I don’t think that a machine intelligence would learn at the same pace as a human.
Lewis Belcher

It’s not clear how fast it could learn. Learning isn’t just about rote memorization.

A computer can for sure out-do a human in rote memorization, in speed, accuracy of recall and capacity — but you can’t learn (for example) mathematic by rote. You have to have an understanding of how it all interrelates.

What humans are most good at is skills such a summarization (boiling down what matters from a sea of unnecessary junk) — synthesis (if I read that A implies B in one place and that C implies D in some other place — then discover that B and C are actually the exact same thing — then I know that A implies D…that’s a lot harder to do than you’d think).

I’m quite sure that an AI could ingest any amount of information — but distilling what matters from it is a highly non-trivial problem — and it’s very possible that our insanely parallel (but slow and glitchy) brains are much better at it than a strictly serial (but fast and reliable) computer.

So, no — I disagree that it’s in any way obvious that a computer could learn fast than a human. I’m not saying that it couldn’t — or that it could — I’m just saying that *assuming* that it can just because it has speed and reliability, is not a reasonable assumption.

Another thing that interests me is that human brain cells are not as fast as those in many other animals.
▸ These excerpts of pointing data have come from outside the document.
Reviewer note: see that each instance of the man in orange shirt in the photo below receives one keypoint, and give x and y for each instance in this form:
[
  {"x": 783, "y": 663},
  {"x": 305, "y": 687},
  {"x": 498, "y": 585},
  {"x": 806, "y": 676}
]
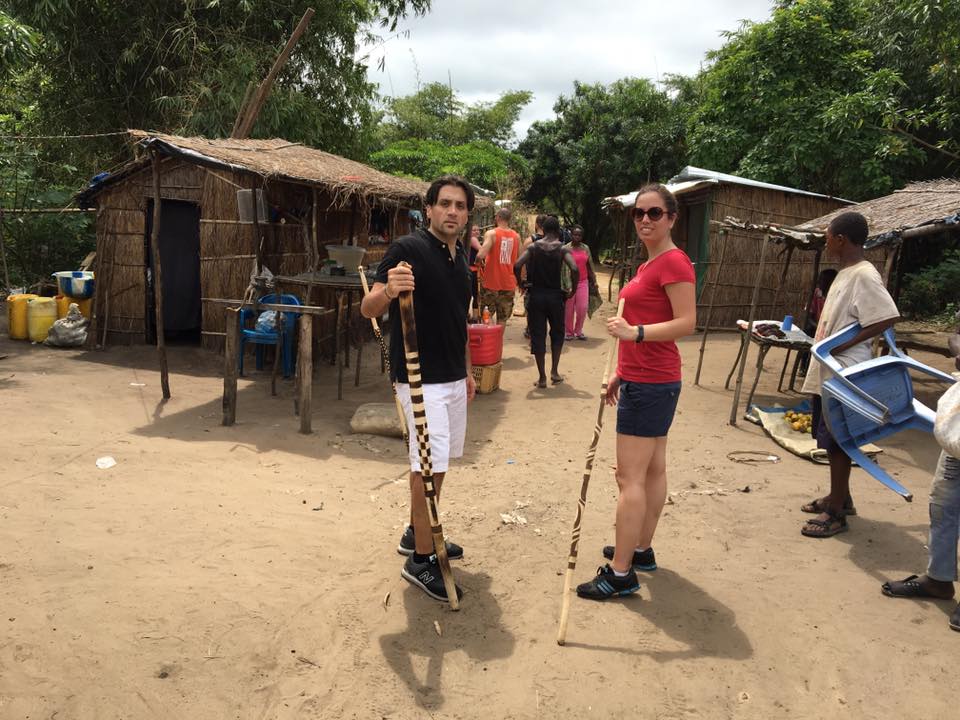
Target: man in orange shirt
[{"x": 500, "y": 250}]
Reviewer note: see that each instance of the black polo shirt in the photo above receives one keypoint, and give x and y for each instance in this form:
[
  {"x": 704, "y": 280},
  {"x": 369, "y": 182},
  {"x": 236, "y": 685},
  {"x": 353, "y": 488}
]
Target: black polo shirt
[{"x": 440, "y": 300}]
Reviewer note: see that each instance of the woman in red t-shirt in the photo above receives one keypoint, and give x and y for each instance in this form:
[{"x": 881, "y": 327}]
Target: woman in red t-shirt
[{"x": 659, "y": 307}]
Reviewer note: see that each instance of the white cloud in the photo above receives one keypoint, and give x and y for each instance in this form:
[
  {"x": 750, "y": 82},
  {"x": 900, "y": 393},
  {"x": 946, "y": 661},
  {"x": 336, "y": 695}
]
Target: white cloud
[{"x": 485, "y": 48}]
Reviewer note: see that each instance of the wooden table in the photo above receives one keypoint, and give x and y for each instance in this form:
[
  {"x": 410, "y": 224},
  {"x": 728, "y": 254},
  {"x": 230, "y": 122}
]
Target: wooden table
[
  {"x": 765, "y": 344},
  {"x": 344, "y": 287}
]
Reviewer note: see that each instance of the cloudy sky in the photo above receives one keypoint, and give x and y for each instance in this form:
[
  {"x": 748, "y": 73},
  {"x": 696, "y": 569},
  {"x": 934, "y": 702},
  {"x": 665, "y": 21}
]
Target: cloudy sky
[{"x": 488, "y": 47}]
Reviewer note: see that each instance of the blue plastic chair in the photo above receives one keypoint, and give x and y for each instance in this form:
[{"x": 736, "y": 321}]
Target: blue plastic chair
[
  {"x": 284, "y": 340},
  {"x": 871, "y": 400}
]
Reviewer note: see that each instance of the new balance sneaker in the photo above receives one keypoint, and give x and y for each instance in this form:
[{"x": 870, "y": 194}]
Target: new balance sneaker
[
  {"x": 427, "y": 577},
  {"x": 607, "y": 585},
  {"x": 408, "y": 544},
  {"x": 645, "y": 560}
]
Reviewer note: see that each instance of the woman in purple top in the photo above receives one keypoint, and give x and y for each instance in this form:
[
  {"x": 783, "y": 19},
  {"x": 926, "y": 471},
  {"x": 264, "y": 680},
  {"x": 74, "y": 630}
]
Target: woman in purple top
[{"x": 577, "y": 305}]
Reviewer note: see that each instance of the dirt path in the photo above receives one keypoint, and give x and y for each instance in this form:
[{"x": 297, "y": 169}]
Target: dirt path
[{"x": 241, "y": 572}]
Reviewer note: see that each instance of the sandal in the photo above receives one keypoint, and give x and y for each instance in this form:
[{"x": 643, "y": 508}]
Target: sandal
[
  {"x": 818, "y": 506},
  {"x": 911, "y": 587},
  {"x": 833, "y": 525}
]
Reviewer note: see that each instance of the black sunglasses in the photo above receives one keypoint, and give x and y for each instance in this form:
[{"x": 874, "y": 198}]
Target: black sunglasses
[{"x": 653, "y": 213}]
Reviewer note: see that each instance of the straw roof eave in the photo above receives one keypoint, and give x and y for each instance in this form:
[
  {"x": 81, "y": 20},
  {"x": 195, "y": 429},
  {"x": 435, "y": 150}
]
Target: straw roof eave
[
  {"x": 347, "y": 180},
  {"x": 928, "y": 204}
]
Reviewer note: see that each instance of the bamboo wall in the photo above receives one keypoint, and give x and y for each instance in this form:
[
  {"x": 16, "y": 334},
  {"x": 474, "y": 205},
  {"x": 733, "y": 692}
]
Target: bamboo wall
[
  {"x": 741, "y": 259},
  {"x": 120, "y": 301},
  {"x": 227, "y": 247}
]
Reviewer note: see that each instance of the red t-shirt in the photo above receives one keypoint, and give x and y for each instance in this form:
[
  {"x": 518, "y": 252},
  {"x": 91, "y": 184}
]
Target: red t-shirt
[
  {"x": 647, "y": 303},
  {"x": 498, "y": 270}
]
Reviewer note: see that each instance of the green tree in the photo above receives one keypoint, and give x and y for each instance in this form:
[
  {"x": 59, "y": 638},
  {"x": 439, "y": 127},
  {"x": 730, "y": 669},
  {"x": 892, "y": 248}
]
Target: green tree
[
  {"x": 433, "y": 132},
  {"x": 183, "y": 66},
  {"x": 483, "y": 163},
  {"x": 914, "y": 90},
  {"x": 605, "y": 139},
  {"x": 18, "y": 43},
  {"x": 836, "y": 96},
  {"x": 435, "y": 112}
]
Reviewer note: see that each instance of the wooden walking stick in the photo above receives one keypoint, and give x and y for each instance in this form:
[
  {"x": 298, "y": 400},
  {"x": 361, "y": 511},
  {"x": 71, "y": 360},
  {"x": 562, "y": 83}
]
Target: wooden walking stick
[
  {"x": 582, "y": 500},
  {"x": 386, "y": 361},
  {"x": 412, "y": 355}
]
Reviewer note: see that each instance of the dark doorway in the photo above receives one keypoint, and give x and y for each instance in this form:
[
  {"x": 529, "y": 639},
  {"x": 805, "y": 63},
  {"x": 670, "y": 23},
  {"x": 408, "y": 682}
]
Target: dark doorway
[{"x": 179, "y": 245}]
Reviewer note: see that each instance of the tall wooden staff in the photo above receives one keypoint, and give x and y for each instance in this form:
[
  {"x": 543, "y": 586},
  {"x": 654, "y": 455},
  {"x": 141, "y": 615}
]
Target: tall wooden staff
[
  {"x": 386, "y": 361},
  {"x": 582, "y": 500},
  {"x": 410, "y": 345}
]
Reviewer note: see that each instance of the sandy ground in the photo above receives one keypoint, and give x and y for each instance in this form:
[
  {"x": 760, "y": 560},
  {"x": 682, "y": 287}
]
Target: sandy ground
[{"x": 241, "y": 572}]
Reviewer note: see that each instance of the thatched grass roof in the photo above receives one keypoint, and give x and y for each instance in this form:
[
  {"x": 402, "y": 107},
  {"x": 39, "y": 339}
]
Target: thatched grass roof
[
  {"x": 294, "y": 162},
  {"x": 283, "y": 160},
  {"x": 919, "y": 203}
]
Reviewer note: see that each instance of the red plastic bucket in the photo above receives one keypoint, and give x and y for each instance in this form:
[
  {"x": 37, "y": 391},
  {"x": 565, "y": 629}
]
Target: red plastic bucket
[{"x": 486, "y": 343}]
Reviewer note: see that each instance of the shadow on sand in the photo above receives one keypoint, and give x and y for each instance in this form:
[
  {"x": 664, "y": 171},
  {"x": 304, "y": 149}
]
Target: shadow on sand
[
  {"x": 688, "y": 615},
  {"x": 479, "y": 633}
]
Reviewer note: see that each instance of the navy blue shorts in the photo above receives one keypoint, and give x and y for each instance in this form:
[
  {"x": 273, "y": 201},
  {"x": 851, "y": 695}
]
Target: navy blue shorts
[
  {"x": 646, "y": 409},
  {"x": 821, "y": 433}
]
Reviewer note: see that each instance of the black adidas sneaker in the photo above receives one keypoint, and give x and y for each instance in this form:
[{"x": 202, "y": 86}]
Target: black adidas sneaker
[
  {"x": 427, "y": 577},
  {"x": 645, "y": 560},
  {"x": 607, "y": 585},
  {"x": 408, "y": 544}
]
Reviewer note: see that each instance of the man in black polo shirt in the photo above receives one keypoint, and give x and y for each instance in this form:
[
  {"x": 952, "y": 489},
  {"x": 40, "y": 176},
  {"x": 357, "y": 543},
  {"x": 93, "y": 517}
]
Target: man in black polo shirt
[{"x": 439, "y": 277}]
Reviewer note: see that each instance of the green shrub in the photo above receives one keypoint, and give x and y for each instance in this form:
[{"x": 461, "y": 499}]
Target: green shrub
[{"x": 929, "y": 291}]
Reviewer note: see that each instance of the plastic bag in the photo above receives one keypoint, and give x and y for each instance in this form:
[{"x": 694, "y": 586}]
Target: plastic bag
[
  {"x": 946, "y": 428},
  {"x": 267, "y": 321},
  {"x": 69, "y": 331}
]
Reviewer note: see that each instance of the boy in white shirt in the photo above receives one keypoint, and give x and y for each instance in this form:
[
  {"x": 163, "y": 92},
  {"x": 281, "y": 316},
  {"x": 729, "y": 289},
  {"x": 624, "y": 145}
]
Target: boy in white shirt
[{"x": 857, "y": 295}]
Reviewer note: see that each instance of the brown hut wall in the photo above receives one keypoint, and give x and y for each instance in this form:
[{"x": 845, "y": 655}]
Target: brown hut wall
[
  {"x": 121, "y": 228},
  {"x": 742, "y": 258},
  {"x": 228, "y": 250}
]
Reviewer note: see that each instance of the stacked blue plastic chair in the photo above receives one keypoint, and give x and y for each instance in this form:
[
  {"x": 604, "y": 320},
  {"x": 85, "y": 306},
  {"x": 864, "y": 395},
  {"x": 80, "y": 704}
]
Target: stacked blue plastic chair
[
  {"x": 283, "y": 340},
  {"x": 872, "y": 400}
]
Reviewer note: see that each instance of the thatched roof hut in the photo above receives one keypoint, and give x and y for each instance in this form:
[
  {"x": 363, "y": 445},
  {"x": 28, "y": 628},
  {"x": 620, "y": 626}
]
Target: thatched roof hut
[
  {"x": 931, "y": 204},
  {"x": 706, "y": 199},
  {"x": 306, "y": 198}
]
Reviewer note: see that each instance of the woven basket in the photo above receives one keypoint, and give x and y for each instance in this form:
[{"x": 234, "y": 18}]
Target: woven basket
[{"x": 487, "y": 377}]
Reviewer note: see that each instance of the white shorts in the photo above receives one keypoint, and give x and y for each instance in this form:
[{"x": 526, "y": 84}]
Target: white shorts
[{"x": 446, "y": 406}]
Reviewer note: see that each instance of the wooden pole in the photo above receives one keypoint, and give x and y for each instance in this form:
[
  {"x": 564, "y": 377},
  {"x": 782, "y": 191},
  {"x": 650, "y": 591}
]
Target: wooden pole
[
  {"x": 746, "y": 344},
  {"x": 412, "y": 355},
  {"x": 305, "y": 367},
  {"x": 3, "y": 255},
  {"x": 242, "y": 111},
  {"x": 353, "y": 221},
  {"x": 778, "y": 297},
  {"x": 260, "y": 97},
  {"x": 385, "y": 360},
  {"x": 230, "y": 367},
  {"x": 813, "y": 288},
  {"x": 158, "y": 279},
  {"x": 258, "y": 242},
  {"x": 713, "y": 298},
  {"x": 278, "y": 354},
  {"x": 584, "y": 485}
]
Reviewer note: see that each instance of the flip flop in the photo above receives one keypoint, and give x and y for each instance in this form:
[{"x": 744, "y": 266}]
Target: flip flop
[
  {"x": 910, "y": 587},
  {"x": 816, "y": 507},
  {"x": 833, "y": 525}
]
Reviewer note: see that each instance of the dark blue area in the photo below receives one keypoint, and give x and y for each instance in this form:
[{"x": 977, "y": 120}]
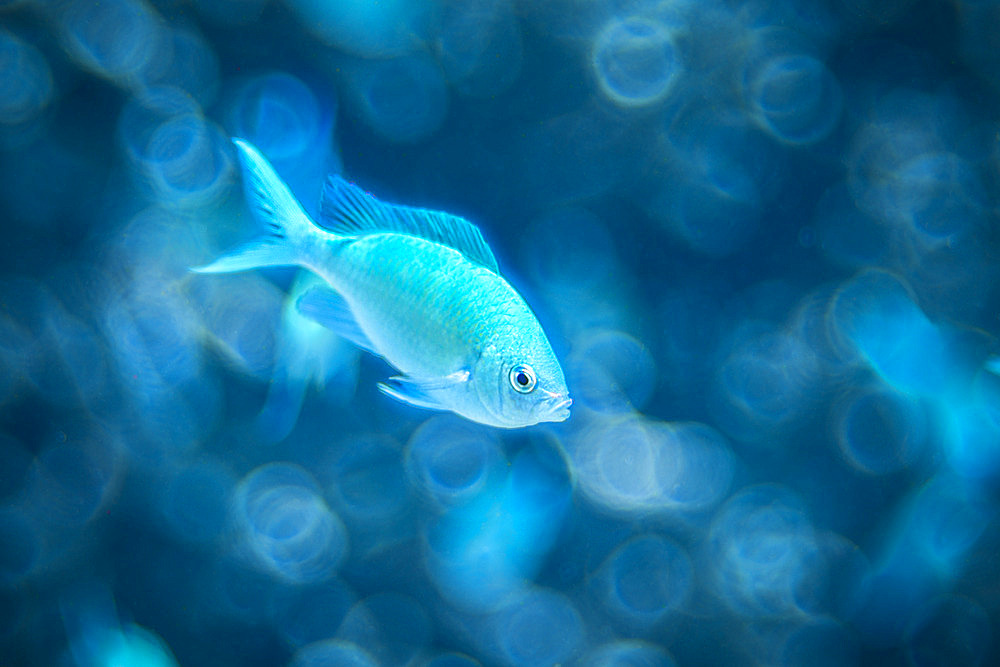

More “myelinated” neurons are faster than ours. We’ve evolved our massive intelligence by increasing the interconnectedness of our neurons (which is greater than other animals) in preference to increasing their speed. There may be solid reasons for doing that — and computers are heading in the wrong direction.

As for the “running continuously” thing…that’s also not obvious. We sleep (in part) to give our brains time to reorganize knowledge — to weed out the important from the junk. One famous research project is “Cyc”. Cyc can be loaded with tons of raw information (eg “Obama is a US president” and “All US presidents are famous men”) and can make deductions (eg “Obama is a famous man”) — but the database is full of contradictions (eg “Hillary Clinton is not a man”…oh, oh!) — and there are problems with selectivity of knowledge. For example, Cyc once decided that it was overwhelmingly likely that all humans are famous — because the only humans it had data on tended to be famous people.

So they run a ‘batch job’ at intervals that examines the contradictions and new conclusions that Cyc finds and fixes them up. This process is a lot like “dreaming”. It’s very possible (but, again, not certain) that this kind of thing will be needed in AI systems in the future.

Deep neural networks have to be trained and re-trained when something significant in the world changes too — and then they have to have that training tested. That process takes a lot more processing time than actually executing the resulting network — so, again, it’s possible that deep learning AI’s will need to take time out to “sleep”.

I don’t generally disagree with conclusions made about future general AI — but it’s important to note that the underlying assumptions we make about them are just that…”assumptions”…and there is every reason to believe that many, most or perhaps even all, of those assumptions will ultimately prove to be false.